We define the SSTDataset class. It is a compact wrapper to :
-  access data for the sentiment analysis dataset more easily
- tokenize into subwords for our languag model


In [None]:
# get the number of sentences
print(val_set.__len__())
# get  tokenized sentence indexed by 1 
val_set.__getitem__(1)

872


(tensor([  101,  4895, 10258,  2378,  8450,  2135, 21657,  1998,  7143,   102,
             0,     0,     0,     0,     0,     0,     0,     0,     0,     0,
             0,     0,     0,     0,     0,     0,     0,     0,     0,     0]),
 tensor([1, 1, 1, 1, 1, 1, 1, 1, 1, 1, 0, 0, 0, 0, 0, 0, 0, 0, 0, 0, 0, 0, 0, 0,
         0, 0, 0, 0, 0, 0]),
 0)

## Define the Sentiment Analysis model using pytorch 

- As we have seen in the last lab session all pytorch model follow the same template 
  - One class withto instansiate the model 
  - forward() method to define the foward pass

- Here, we will use the pretrained Masked Language Model as one module of our sentiment analysis model 

In [None]:
class SentimentClassifier(nn.Module):

    def __init__(self, pretrained_model_name='bert-base-uncased'):
        super(SentimentClassifier, self).__init__()
        
        #Loading Mask Language Model 
        self.encoder = AutoModel.from_pretrained(pretrained_model_name)
        #we append an extra layer for Classification (it will be randomly initialized)
        self.cls_layer = nn.Linear(self.encoder.pooler.dense.out_features, 1)

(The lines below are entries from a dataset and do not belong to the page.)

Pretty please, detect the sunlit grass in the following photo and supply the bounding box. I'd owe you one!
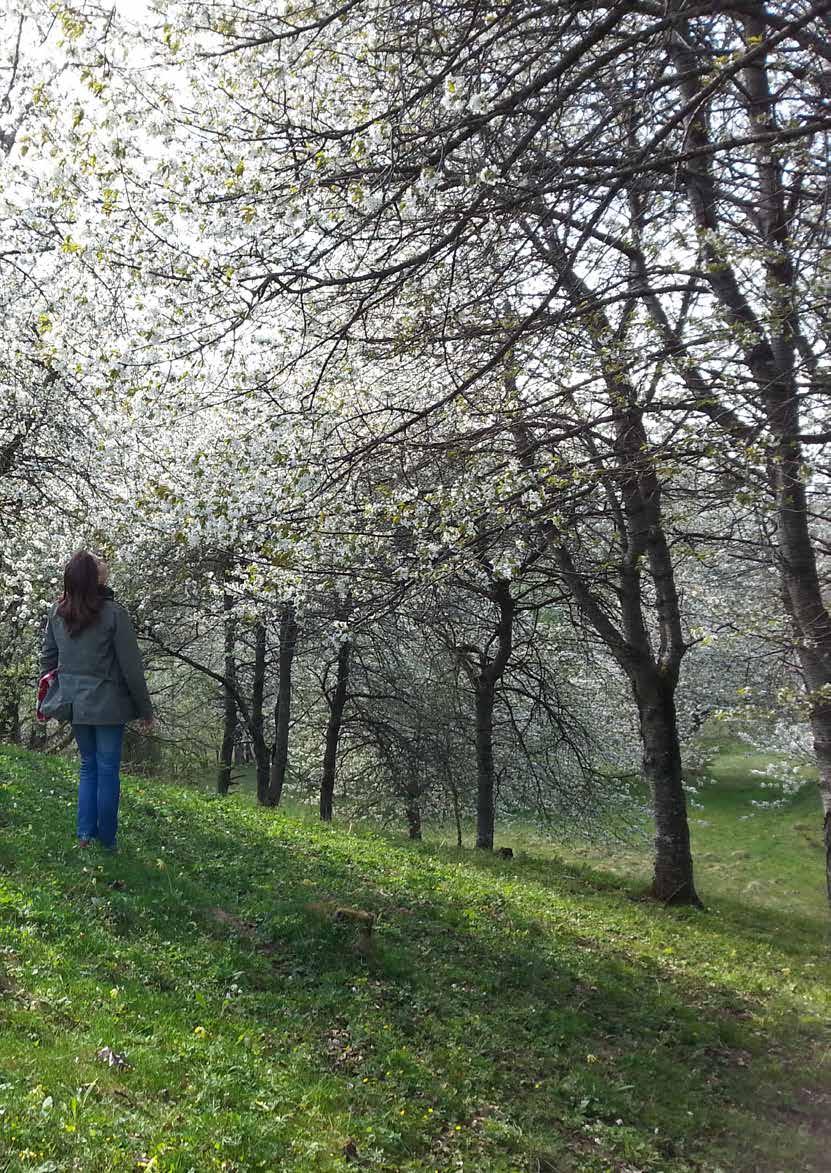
[0,751,831,1173]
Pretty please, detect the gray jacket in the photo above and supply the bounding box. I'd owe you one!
[40,589,153,725]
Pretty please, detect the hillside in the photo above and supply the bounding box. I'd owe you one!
[0,748,831,1173]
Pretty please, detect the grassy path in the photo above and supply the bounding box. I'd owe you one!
[0,750,831,1173]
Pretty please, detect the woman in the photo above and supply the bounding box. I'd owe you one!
[41,550,153,850]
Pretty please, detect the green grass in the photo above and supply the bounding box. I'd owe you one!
[0,750,831,1173]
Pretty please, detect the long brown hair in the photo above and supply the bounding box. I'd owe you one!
[58,550,104,636]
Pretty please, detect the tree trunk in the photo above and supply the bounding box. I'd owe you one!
[477,676,494,852]
[216,595,237,794]
[320,639,351,822]
[404,785,421,840]
[251,623,269,805]
[266,603,297,806]
[0,697,21,745]
[634,673,701,907]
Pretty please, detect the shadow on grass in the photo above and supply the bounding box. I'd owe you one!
[0,757,831,1167]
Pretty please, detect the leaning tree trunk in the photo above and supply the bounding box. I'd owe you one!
[266,603,297,806]
[320,639,351,822]
[670,4,831,901]
[216,595,237,794]
[634,672,701,906]
[251,623,269,805]
[475,676,495,852]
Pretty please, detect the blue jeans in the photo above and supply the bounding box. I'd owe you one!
[72,725,124,848]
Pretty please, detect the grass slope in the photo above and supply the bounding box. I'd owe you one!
[0,750,831,1173]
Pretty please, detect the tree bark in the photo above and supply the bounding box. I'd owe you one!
[477,674,495,852]
[468,578,515,852]
[671,4,831,901]
[320,639,351,822]
[216,595,237,794]
[250,623,269,805]
[0,697,21,745]
[404,785,421,840]
[634,672,701,906]
[266,603,297,806]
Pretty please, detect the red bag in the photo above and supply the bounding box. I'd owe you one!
[38,667,58,721]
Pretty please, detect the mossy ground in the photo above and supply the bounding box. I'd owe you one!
[0,750,831,1173]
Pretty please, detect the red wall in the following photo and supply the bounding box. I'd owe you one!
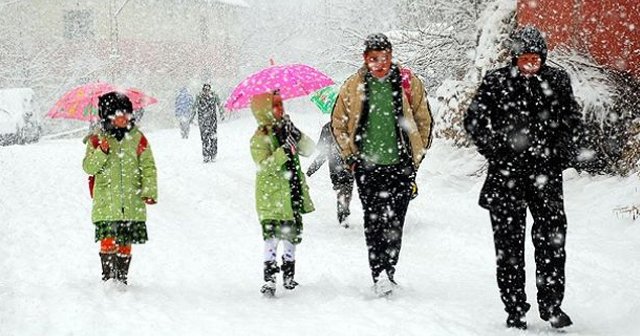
[518,0,640,78]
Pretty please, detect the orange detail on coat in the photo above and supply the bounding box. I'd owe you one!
[136,135,149,156]
[118,245,131,255]
[100,237,118,253]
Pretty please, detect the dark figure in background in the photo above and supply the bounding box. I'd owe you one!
[464,26,581,329]
[331,34,432,296]
[307,122,353,228]
[193,84,222,163]
[175,87,193,139]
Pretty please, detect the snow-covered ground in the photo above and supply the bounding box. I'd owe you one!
[0,109,640,336]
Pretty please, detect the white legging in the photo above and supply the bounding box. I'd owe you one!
[264,238,296,261]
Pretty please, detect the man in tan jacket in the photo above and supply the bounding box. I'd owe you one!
[331,34,432,295]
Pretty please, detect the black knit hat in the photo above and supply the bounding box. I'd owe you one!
[511,26,547,64]
[364,33,392,53]
[98,91,133,120]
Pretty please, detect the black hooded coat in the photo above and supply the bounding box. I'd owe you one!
[464,29,582,209]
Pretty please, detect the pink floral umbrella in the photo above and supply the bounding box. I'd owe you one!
[224,64,333,110]
[47,82,158,121]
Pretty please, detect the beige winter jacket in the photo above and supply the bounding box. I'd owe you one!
[331,67,433,169]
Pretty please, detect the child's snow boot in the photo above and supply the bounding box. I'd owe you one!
[100,252,116,281]
[282,258,298,290]
[540,307,573,329]
[260,261,280,297]
[116,255,131,285]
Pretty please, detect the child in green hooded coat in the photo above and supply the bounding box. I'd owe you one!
[251,92,315,296]
[82,92,158,285]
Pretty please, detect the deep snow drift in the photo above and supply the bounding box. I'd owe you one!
[0,109,640,336]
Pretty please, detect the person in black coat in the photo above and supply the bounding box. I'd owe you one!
[464,26,581,329]
[189,83,222,163]
[307,122,354,228]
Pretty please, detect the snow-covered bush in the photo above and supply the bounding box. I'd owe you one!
[434,0,515,146]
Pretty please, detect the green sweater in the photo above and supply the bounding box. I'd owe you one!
[361,78,400,165]
[82,127,158,223]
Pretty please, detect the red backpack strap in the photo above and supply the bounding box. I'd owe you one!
[400,68,413,105]
[136,135,149,156]
[89,134,100,148]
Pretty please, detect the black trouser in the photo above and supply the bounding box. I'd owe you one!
[331,174,353,223]
[490,173,567,313]
[355,163,411,282]
[200,122,218,162]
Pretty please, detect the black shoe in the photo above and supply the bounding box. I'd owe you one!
[100,252,116,281]
[116,255,131,285]
[540,308,573,329]
[280,258,298,290]
[260,281,276,297]
[507,312,527,330]
[260,261,280,297]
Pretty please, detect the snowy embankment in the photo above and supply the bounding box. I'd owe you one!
[0,111,640,336]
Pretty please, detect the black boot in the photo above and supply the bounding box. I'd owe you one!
[260,261,280,297]
[116,255,131,285]
[507,312,527,330]
[100,252,116,281]
[507,302,531,330]
[282,258,298,290]
[540,307,573,329]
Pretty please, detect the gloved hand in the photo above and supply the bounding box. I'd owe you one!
[272,123,289,145]
[344,154,358,173]
[100,138,109,154]
[142,197,158,205]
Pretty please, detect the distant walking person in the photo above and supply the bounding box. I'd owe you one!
[175,87,193,139]
[464,26,581,329]
[193,84,222,163]
[307,122,353,228]
[331,34,432,296]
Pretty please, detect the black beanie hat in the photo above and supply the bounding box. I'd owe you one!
[364,33,392,53]
[511,26,547,64]
[98,91,133,120]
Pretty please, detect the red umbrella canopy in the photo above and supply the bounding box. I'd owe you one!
[224,64,333,110]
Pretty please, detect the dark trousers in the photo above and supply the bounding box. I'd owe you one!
[200,123,218,162]
[333,177,353,223]
[355,163,411,282]
[490,173,567,313]
[178,119,190,139]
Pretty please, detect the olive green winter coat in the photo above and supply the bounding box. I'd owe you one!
[82,127,158,223]
[251,94,315,222]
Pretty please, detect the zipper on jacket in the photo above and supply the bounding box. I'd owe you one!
[118,143,124,219]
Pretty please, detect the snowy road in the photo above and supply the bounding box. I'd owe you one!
[0,112,640,336]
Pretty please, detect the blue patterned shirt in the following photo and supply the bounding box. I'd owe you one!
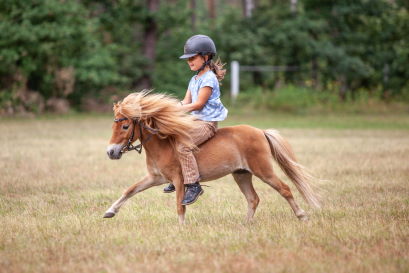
[188,70,228,121]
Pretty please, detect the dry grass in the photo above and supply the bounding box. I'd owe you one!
[0,113,409,272]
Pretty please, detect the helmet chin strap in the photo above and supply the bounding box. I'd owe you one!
[196,55,213,75]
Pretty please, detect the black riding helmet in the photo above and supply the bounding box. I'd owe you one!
[179,34,216,60]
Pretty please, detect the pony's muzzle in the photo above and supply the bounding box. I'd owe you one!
[107,144,122,159]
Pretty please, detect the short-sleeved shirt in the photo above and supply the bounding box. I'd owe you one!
[188,70,228,121]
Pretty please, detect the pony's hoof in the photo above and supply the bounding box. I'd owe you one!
[298,214,308,222]
[104,212,115,218]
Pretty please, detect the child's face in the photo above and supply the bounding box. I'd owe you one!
[187,55,205,71]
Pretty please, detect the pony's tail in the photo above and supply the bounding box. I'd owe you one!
[264,129,321,208]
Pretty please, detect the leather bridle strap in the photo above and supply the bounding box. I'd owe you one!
[114,118,158,154]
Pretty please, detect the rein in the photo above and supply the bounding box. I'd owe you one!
[114,118,158,154]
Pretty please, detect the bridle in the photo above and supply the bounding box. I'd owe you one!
[114,117,158,154]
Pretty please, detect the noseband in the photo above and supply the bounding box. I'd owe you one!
[114,118,158,153]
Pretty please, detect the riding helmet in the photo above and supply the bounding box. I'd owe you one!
[179,34,216,59]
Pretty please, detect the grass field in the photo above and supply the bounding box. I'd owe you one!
[0,114,409,272]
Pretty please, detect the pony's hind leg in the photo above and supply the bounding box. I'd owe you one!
[256,168,308,221]
[232,171,260,222]
[104,175,167,218]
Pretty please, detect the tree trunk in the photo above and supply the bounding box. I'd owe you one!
[290,0,297,14]
[207,0,216,19]
[190,0,196,32]
[138,0,160,88]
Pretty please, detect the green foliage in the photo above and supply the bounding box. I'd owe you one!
[0,0,409,111]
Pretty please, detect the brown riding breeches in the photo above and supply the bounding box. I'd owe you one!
[176,121,217,184]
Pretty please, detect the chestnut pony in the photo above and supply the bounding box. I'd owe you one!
[104,91,319,223]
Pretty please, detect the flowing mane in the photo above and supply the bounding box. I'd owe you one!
[114,90,202,148]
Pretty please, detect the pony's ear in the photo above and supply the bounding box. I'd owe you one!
[112,101,121,112]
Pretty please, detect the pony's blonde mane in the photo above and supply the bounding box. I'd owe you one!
[114,90,202,149]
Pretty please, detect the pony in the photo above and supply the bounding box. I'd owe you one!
[104,90,320,224]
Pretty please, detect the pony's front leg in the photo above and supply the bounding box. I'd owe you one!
[173,178,186,225]
[104,175,166,218]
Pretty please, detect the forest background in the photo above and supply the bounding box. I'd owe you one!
[0,0,409,115]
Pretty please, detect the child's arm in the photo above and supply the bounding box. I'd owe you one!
[181,89,192,105]
[182,86,213,112]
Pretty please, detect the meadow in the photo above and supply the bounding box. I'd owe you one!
[0,113,409,273]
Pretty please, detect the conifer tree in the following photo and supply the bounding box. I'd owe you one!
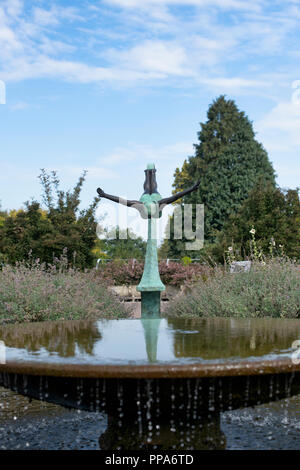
[166,95,275,256]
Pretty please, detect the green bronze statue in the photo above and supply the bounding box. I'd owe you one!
[97,163,200,318]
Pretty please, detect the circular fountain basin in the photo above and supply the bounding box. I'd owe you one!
[0,318,300,449]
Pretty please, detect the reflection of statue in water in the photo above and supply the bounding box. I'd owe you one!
[97,163,200,317]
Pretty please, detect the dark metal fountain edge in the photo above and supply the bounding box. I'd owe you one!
[0,358,300,378]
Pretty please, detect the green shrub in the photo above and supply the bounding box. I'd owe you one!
[0,259,128,324]
[165,258,300,318]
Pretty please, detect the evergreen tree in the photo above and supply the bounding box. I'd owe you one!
[165,96,275,257]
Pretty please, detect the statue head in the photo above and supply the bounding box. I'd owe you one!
[144,163,158,194]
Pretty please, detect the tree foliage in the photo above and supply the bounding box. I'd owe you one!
[168,96,275,256]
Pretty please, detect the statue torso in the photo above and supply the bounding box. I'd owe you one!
[140,193,162,219]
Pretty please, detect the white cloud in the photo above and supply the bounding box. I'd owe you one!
[0,0,300,93]
[10,101,29,111]
[110,41,189,75]
[105,0,261,10]
[100,142,193,166]
[256,100,300,150]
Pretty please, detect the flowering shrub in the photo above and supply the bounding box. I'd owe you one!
[0,258,128,323]
[96,260,213,287]
[165,258,300,318]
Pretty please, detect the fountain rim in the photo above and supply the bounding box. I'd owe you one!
[0,358,300,379]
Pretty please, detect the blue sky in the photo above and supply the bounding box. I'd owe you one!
[0,0,300,237]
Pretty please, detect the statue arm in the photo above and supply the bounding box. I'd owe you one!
[97,188,141,207]
[159,180,200,209]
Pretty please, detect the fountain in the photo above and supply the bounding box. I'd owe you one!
[0,318,300,451]
[0,165,300,451]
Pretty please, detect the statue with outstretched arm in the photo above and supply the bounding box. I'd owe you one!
[97,163,200,318]
[97,164,200,218]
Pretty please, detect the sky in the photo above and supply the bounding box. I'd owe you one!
[0,0,300,239]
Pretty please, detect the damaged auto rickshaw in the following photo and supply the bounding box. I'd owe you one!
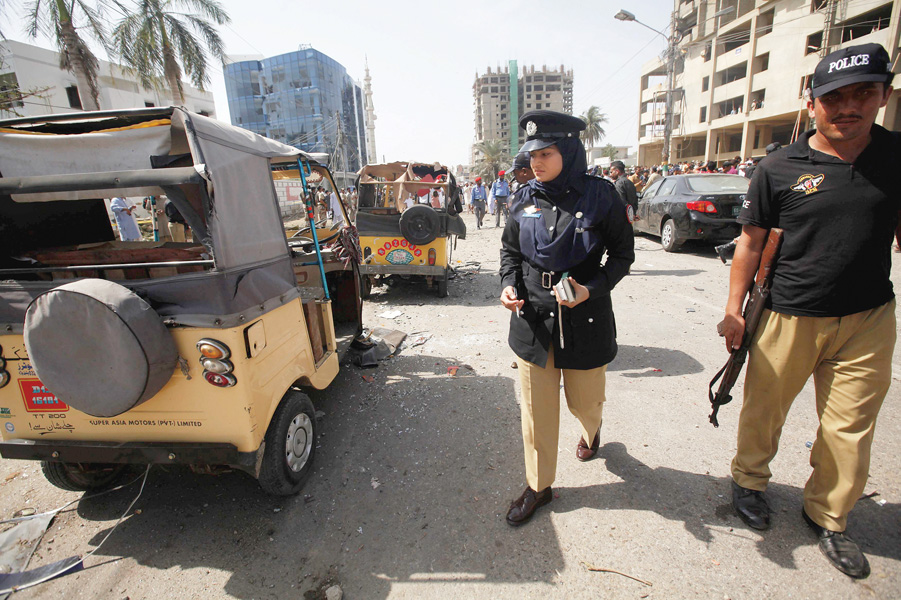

    def forward(self, seq, attn_masks):
        '''
        Inputs:
            -seq : Tensor of shape [B, T] containing token ids of sequences
            -attn_masks : Tensor of shape [B, T] containing attention masks to be used to avoid contibution of PAD tokens
        '''

        #Feeding the input to BERT model to obtain contextualized representations
        # see in the hugging face doc what to input
        #cont_reps = #  self.encoder(..)..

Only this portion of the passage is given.